La oleada avanza, rompiente solitaria, hasta tumbarse en la orilla; y donde parecía haber únicamente arena, guijarros, algas y minúsculas conchillas, el agua al retirarse revela una franja de playa constelada de latas vacías, carozos, preservativos, peces muertos, botellas de plástico, zuecos rotos, jeringas, ramas negras de alquitrán.
Alzado también por la ola del motoscafo, envuelto en la marea de escorias, el señor Palomar se siente de improviso como un despojo entre despojos, cadáver revolcado en las playas-basureros de los continentes-cementerios. Si ningún ojo, salvo el ojo vítreo de los muertos, se abriera más en la superficie del globo terráqueo, la espada no volvería a brillar.
Pensándolo bien, esa situación no es nueva: durante millones de siglos los rayos del sol se posaron en el agua antes de que existieran ojos capaces de recogerlos.
El señor Palomar nada debajo del agua; emerge; ¡ahí está la espada! Un día un ojo salió del mar, y la espada, que ya estaba esperándolo, pudo finalmente ostentar toda la esbeltez de su punta aguda y su fulgor centelleante. Estaban hechos el uno para el otro, espada y ojo: y tal vez no fue el nacimiento del ojo el que hizo nacer la espada sino lo contrario, porque la espada no podía prescindir de un ojo que la mirase en su vértice.
El señor Palomar piensa en el mundo sin él: el inmenso de antes de su nacimiento, y el mucho más oscuro de después de su muerte; trata de imaginar el mundo antes de los ojos, de cualquier ojo; y un mundo que mañana por una catástrofe o por lenta corrosión se quedara ciego. ¿Qué sucede (sucedió, sucederá) en ese mundo?
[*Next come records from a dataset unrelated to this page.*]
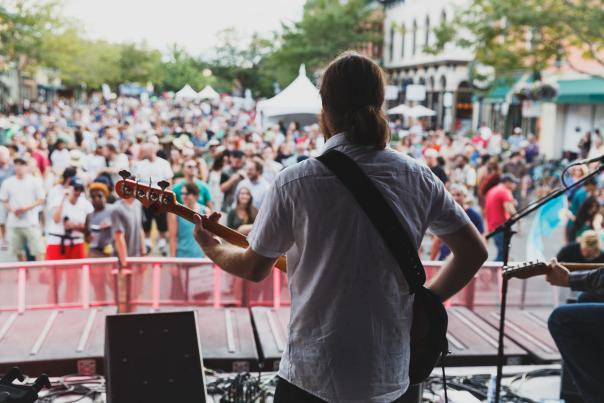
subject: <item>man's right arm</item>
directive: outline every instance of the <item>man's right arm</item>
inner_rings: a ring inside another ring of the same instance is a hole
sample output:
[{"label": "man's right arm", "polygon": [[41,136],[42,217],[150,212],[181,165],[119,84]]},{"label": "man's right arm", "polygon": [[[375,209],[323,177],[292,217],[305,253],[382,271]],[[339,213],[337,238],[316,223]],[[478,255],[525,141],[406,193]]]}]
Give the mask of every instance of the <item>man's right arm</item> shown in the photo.
[{"label": "man's right arm", "polygon": [[445,301],[474,277],[487,260],[488,252],[483,238],[472,223],[450,234],[439,235],[439,238],[451,249],[451,255],[428,288]]},{"label": "man's right arm", "polygon": [[551,285],[570,287],[573,291],[604,291],[604,267],[571,273],[557,260],[553,260],[549,268],[545,278]]}]

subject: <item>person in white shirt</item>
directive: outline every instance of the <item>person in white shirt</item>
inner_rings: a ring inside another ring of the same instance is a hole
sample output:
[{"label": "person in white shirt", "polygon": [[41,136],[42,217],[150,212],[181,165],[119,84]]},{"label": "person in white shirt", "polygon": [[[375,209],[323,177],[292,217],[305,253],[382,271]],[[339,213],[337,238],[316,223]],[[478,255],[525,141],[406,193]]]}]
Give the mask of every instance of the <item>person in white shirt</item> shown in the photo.
[{"label": "person in white shirt", "polygon": [[128,161],[126,154],[120,153],[113,143],[107,143],[103,147],[103,155],[107,161],[107,166],[99,172],[99,175],[108,175],[111,178],[111,184],[114,185],[121,179],[119,172],[128,170],[130,161]]},{"label": "person in white shirt", "polygon": [[55,175],[60,175],[69,166],[70,161],[71,156],[69,150],[65,147],[65,140],[58,139],[55,143],[55,149],[50,154],[50,163]]},{"label": "person in white shirt", "polygon": [[271,145],[267,144],[262,149],[262,159],[264,160],[262,176],[269,184],[273,183],[277,174],[283,169],[283,165],[275,161],[275,150]]},{"label": "person in white shirt", "polygon": [[[262,172],[264,164],[260,158],[253,158],[245,163],[245,175],[246,178],[237,184],[235,194],[239,193],[242,188],[247,188],[252,193],[253,204],[257,209],[262,206],[262,201],[268,193],[270,184],[263,178]],[[237,204],[237,201],[233,203],[233,208]]]},{"label": "person in white shirt", "polygon": [[6,235],[9,249],[25,260],[25,245],[37,260],[44,259],[44,241],[36,207],[44,203],[44,187],[39,178],[29,174],[27,161],[15,158],[15,176],[2,182],[0,201],[8,211]]},{"label": "person in white shirt", "polygon": [[[450,298],[486,260],[486,247],[429,168],[386,147],[382,70],[345,53],[323,73],[320,93],[323,151],[360,166],[415,247],[428,228],[450,247],[452,258],[428,285]],[[274,402],[392,402],[405,393],[413,296],[377,229],[321,162],[308,159],[277,176],[247,249],[221,244],[201,224],[194,234],[218,266],[252,281],[287,254],[291,316]]]},{"label": "person in white shirt", "polygon": [[[145,143],[141,147],[141,160],[134,166],[134,177],[142,183],[157,185],[157,182],[170,181],[174,177],[170,163],[157,156],[157,145]],[[160,239],[157,243],[160,254],[168,254],[168,220],[166,213],[160,213],[156,208],[143,207],[143,229],[145,230],[145,245],[147,253],[151,251],[151,226],[153,221],[157,225]]]},{"label": "person in white shirt", "polygon": [[[54,199],[48,206],[52,211],[51,221],[48,223],[46,246],[46,259],[84,259],[86,248],[84,237],[87,217],[94,211],[92,204],[83,195],[84,183],[78,177],[69,179],[69,186],[61,199]],[[77,302],[79,295],[80,275],[77,270],[55,268],[53,269],[52,283],[59,289],[61,277],[66,277],[65,299],[63,302]],[[55,296],[51,293],[50,302],[56,303]]]}]

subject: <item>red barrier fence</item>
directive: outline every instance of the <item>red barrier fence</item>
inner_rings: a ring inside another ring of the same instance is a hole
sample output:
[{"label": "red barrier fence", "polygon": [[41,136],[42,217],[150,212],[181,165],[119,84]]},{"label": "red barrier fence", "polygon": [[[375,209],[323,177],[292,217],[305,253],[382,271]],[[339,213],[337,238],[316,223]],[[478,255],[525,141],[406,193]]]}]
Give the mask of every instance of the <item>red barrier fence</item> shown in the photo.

Puntual, un dardo de luz parte del sol, se refleja en el mar calmo, centellea en el temblequeo del agua, y entonces la materia se vuelve receptiva a la luz, se diferencia en tejidos vivientes, y de pronto un ojo, una multitud de ojos florece, o reflorece… Ahora todas las tablas del surf descansan en la orilla, e incluso el último bañista friolero —llamado Palomar— sale del agua. Se ha convencido de que la espada existirá aun sin él: finalmente, se seca con una toalla y vuelve a su casa.